Keough grew up in Calvert, Newfoundland, in a family that had lived there for five generations. He was in awe of the power of the North Atlantic, and was deeply affected by the collapse of the cod stocks in 1992, which put most of his town and province out of work. It was then that he realized that our technologies have the potential to completely overwhelm us.

He went on to study, work, and travel around the world — in La Union Agricultural Cooperative in Nicaragua during the Sandinista revolution; in Manila during the years after Marcos; in Ukraine following the collapse of the Soviet Union; and in Jordan in the late nineties and early 2000s, as the country suffered through the regional conflicts happening all around it. He also visited several places of hope: cities like Copenhagen, Amsterdam, Helsinki, and the south of Brazil, where sustainability plays a large role in city design.
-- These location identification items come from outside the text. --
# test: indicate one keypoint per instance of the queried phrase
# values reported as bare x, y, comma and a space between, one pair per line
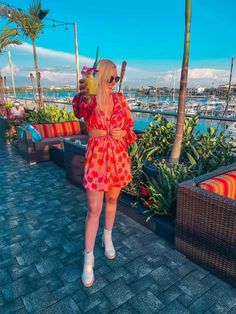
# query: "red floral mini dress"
107, 162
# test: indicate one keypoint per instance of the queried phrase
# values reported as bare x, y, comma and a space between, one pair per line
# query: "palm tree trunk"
176, 150
37, 75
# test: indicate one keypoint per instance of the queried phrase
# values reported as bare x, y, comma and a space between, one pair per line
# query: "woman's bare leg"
95, 202
111, 206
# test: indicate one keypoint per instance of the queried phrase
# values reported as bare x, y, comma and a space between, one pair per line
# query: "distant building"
200, 90
226, 86
69, 87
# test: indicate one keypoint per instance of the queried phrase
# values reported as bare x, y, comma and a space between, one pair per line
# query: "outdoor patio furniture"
206, 225
51, 134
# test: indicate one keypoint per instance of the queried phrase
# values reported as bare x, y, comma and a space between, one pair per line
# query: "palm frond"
30, 23
8, 38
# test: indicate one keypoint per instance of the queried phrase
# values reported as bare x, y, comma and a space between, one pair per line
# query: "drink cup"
92, 84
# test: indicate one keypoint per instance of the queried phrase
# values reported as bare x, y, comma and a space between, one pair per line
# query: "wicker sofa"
51, 134
206, 225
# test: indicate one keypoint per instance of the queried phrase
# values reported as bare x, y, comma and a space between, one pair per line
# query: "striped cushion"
39, 128
224, 184
58, 129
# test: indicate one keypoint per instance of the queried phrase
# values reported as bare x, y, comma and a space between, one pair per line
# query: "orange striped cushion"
48, 130
66, 128
57, 129
224, 184
39, 128
75, 126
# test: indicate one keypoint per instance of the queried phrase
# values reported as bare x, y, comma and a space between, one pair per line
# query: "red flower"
148, 203
144, 191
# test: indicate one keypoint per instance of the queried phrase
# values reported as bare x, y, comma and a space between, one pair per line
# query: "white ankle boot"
110, 252
87, 275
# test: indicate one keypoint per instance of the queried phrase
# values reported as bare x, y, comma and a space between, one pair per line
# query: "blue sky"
147, 34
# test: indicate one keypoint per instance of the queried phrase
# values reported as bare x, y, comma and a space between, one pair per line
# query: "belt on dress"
102, 132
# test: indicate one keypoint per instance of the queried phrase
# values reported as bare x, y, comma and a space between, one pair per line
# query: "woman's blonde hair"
104, 73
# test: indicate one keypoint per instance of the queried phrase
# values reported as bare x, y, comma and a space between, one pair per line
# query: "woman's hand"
117, 133
83, 90
97, 132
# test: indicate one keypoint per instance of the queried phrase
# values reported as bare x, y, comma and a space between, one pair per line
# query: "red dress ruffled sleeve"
129, 124
81, 108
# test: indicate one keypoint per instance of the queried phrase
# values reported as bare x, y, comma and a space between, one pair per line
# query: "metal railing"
150, 112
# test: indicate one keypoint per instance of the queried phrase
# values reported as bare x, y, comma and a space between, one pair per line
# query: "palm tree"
8, 38
31, 24
176, 150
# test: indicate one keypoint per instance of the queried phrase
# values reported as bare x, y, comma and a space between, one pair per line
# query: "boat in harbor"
231, 130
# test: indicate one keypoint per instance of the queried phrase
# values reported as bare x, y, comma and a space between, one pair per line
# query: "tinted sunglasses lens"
111, 79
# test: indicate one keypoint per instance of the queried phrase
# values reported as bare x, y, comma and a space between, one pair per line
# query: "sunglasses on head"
114, 78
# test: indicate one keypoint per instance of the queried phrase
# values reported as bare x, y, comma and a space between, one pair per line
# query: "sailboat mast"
173, 95
229, 88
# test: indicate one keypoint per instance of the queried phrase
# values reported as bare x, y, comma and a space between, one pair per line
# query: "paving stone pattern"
42, 220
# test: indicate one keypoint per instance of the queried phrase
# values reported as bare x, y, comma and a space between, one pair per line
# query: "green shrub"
50, 114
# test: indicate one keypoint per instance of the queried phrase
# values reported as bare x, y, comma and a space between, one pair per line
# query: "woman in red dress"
107, 164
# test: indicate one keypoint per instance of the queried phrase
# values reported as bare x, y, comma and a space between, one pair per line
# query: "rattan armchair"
206, 226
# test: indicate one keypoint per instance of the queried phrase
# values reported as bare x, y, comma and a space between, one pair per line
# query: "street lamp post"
12, 72
76, 56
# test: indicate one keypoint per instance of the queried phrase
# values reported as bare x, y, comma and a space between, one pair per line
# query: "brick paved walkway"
41, 241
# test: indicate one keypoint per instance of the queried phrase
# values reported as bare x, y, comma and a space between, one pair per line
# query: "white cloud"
207, 73
58, 77
6, 69
58, 67
52, 54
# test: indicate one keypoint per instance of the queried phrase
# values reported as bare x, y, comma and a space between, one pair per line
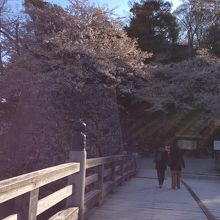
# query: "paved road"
140, 198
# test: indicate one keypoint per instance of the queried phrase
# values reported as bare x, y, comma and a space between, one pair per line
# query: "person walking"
176, 163
160, 160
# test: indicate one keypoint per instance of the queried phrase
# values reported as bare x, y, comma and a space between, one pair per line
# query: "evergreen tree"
153, 25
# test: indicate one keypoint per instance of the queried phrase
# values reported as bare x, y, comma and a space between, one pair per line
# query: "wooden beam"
54, 198
68, 214
19, 185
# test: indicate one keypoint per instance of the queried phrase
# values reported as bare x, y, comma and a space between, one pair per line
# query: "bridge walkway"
141, 198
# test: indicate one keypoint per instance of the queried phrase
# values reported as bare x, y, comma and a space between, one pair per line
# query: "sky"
121, 6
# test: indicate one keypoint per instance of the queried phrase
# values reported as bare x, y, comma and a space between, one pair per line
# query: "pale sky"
121, 6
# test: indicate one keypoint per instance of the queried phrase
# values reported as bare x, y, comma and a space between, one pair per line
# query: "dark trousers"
161, 176
175, 174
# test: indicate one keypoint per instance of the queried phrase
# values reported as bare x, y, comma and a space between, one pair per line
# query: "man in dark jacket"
160, 160
176, 162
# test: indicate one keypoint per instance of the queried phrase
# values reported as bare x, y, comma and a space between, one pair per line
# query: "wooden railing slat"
51, 200
107, 172
14, 187
98, 161
91, 179
11, 217
68, 214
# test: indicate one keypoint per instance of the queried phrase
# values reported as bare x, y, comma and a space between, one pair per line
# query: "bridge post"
101, 169
78, 180
113, 175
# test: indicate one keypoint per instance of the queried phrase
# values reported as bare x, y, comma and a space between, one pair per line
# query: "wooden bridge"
89, 181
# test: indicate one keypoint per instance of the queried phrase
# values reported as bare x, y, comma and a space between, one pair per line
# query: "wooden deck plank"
140, 198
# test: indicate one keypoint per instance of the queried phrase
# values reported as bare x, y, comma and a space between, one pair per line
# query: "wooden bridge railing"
89, 181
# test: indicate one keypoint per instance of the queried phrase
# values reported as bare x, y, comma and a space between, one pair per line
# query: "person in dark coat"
160, 160
176, 163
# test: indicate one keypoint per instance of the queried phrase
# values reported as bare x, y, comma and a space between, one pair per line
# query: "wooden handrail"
112, 170
19, 185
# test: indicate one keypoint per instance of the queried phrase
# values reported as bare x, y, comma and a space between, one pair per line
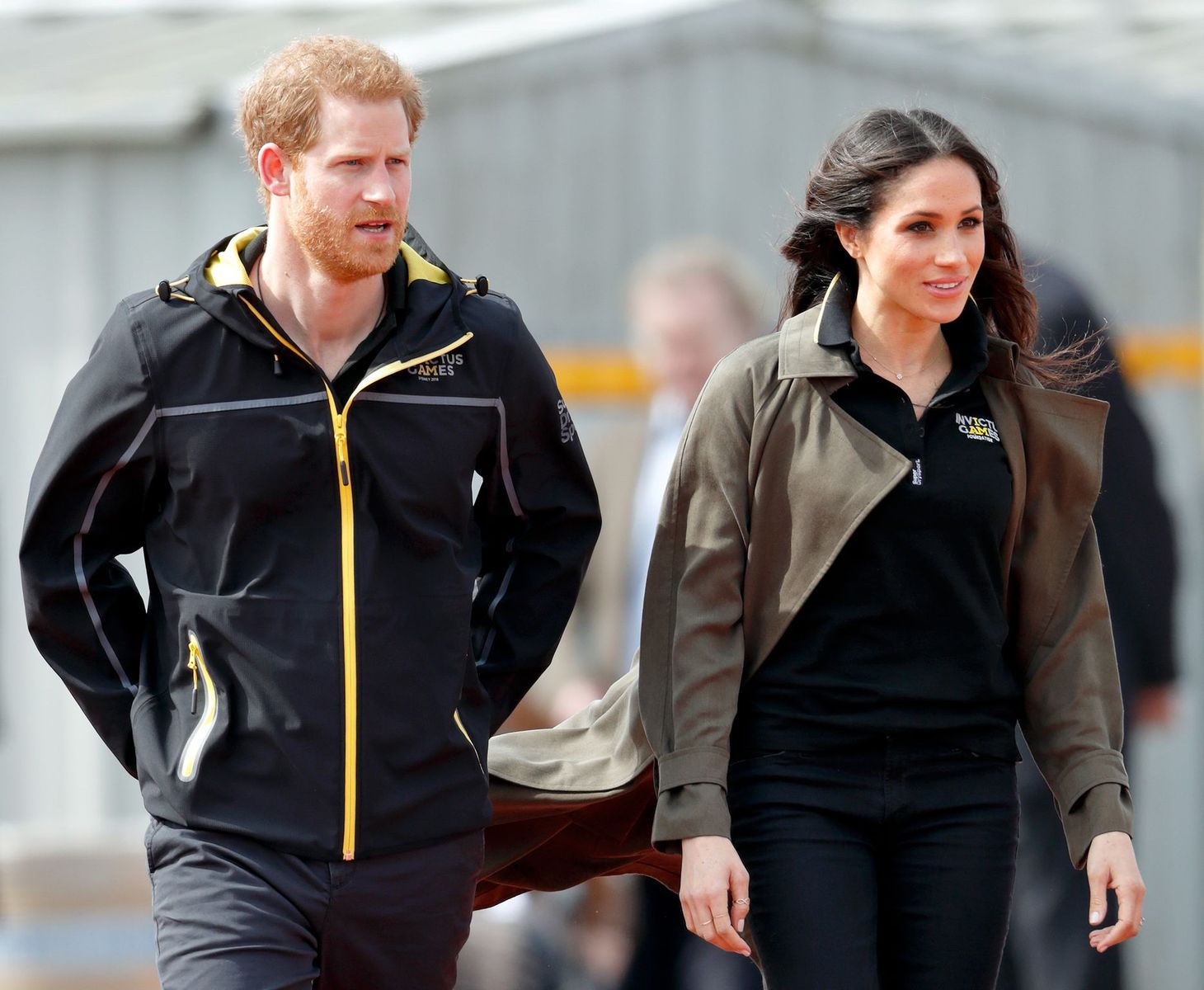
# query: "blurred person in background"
1136, 546
289, 432
689, 304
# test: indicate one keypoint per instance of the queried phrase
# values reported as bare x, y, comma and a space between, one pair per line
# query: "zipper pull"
193, 651
345, 474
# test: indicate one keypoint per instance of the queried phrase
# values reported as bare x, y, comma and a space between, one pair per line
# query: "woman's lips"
945, 288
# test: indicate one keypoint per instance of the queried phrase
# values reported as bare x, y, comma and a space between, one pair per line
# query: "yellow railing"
1148, 356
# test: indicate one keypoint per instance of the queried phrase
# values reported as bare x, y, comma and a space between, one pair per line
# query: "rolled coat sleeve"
1073, 718
693, 636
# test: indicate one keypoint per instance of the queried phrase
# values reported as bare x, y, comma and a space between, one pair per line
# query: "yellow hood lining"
225, 266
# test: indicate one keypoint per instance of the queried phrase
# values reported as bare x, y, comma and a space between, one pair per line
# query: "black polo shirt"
903, 637
350, 376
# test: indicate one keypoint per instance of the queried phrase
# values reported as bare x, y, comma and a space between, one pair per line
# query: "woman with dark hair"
876, 558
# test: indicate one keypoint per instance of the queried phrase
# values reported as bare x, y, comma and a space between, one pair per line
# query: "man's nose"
379, 188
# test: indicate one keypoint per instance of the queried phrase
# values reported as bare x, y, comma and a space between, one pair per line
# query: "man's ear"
850, 238
275, 170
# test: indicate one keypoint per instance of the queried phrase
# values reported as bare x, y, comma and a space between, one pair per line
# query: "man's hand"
1112, 866
714, 892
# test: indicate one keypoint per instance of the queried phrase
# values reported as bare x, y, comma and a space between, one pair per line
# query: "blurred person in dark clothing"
1046, 947
689, 304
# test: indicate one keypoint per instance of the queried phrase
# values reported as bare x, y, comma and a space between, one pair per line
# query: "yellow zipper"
455, 714
347, 526
190, 757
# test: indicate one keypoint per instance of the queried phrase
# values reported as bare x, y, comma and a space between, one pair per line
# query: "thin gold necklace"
901, 375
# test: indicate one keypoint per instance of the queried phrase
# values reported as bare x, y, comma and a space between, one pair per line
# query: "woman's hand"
714, 892
1112, 865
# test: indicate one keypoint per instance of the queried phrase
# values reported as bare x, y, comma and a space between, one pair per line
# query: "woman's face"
918, 258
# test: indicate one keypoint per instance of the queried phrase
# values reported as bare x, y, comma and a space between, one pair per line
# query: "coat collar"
808, 345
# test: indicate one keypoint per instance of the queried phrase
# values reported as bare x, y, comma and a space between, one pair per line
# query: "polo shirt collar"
819, 343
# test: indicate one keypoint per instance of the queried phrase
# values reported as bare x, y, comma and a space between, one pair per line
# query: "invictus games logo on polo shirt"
437, 367
567, 430
978, 427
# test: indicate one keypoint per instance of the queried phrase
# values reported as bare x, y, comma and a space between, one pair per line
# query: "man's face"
680, 332
350, 194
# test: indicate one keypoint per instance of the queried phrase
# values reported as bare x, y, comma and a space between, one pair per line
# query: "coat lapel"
816, 474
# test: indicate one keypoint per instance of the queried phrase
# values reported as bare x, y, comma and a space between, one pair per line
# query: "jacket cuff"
698, 765
695, 809
1104, 808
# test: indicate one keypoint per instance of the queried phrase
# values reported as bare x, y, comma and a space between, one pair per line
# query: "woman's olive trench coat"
769, 481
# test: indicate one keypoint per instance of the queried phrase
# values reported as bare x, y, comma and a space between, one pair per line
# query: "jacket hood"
219, 283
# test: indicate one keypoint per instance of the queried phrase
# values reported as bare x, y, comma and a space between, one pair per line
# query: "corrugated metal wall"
550, 170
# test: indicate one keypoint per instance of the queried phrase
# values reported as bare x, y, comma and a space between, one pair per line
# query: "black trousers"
233, 914
887, 869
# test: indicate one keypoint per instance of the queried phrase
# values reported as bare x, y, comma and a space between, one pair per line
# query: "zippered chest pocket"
204, 700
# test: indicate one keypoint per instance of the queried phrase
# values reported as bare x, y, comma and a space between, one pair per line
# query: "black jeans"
233, 914
887, 869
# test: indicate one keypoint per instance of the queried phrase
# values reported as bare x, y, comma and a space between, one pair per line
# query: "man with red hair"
290, 432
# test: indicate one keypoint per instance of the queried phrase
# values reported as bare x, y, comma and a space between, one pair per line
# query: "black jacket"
335, 622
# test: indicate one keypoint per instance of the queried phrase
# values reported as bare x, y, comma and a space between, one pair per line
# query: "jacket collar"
813, 343
423, 292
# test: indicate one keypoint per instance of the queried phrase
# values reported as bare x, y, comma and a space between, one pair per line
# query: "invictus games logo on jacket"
567, 430
978, 427
437, 367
Keough said, “The lifestyle we enjoy today is less sustainable than it was 33 years ago.” He used 33 years as a benchmark, since it’s been that long since James Hansen of NASA warned the U.S. Congress of the serious risks of climate change. “We seem to have done very little in the interim period,” Keough said, and we are in a more precarious situation now than ever. We continue to design cities with the automobile first in mind, creating urban landscapes where we live in one place, work in another, and shop or recreate in a third. So we get a “car habitat” rather than a “human habitat,” a problem we have had since the 1970s.

“Growth is now uneconomic,” Keough insisted. “A steady state economy that is, above all, fair and just and that allows us to live within our means economically, and more importantly, ecologically” is what we need now. Though Alberta is blessed with plenty of oil, it is also blessed with some of the best conditions in Canada for wind and solar power. But the political will is not there to harness them. Keough felt that things were not going to change until the political system represented the wishes of voters, which it does not do very well in today’s first-past-the-post and money-saturated system. Because of the system’s inequalities, poorer people, in particular, simply do not trust those who say they will make their lives better with ecological planning.

There are five elements to Keough’s “philosophy of sustainability”: a move away from war and violence; a recognition that everything is connected and that we cannot control the future; an understanding that infinite growth is unsustainable; centring justice and equity; and an end to “human exceptionalism,” or the belief that we are more important than other organisms. Solutions lie in listening to everyone, including other animals who might do things better than us.

Keough ended by discussing the Earth Charter, a document produced 30 years ago at the Rio de Janeiro environmental conference. It stressed the need to engage with the rest of the world and with the earth itself in finding solutions to the problems we face. The mission of environmental studies is not to ameliorate harmful impacts, and not to chronicle the destruction of the natural world. Rather, it is to find better ways of being that regenerate the earth we live on, celebrate it, and allow us to collaborate with rest of nature.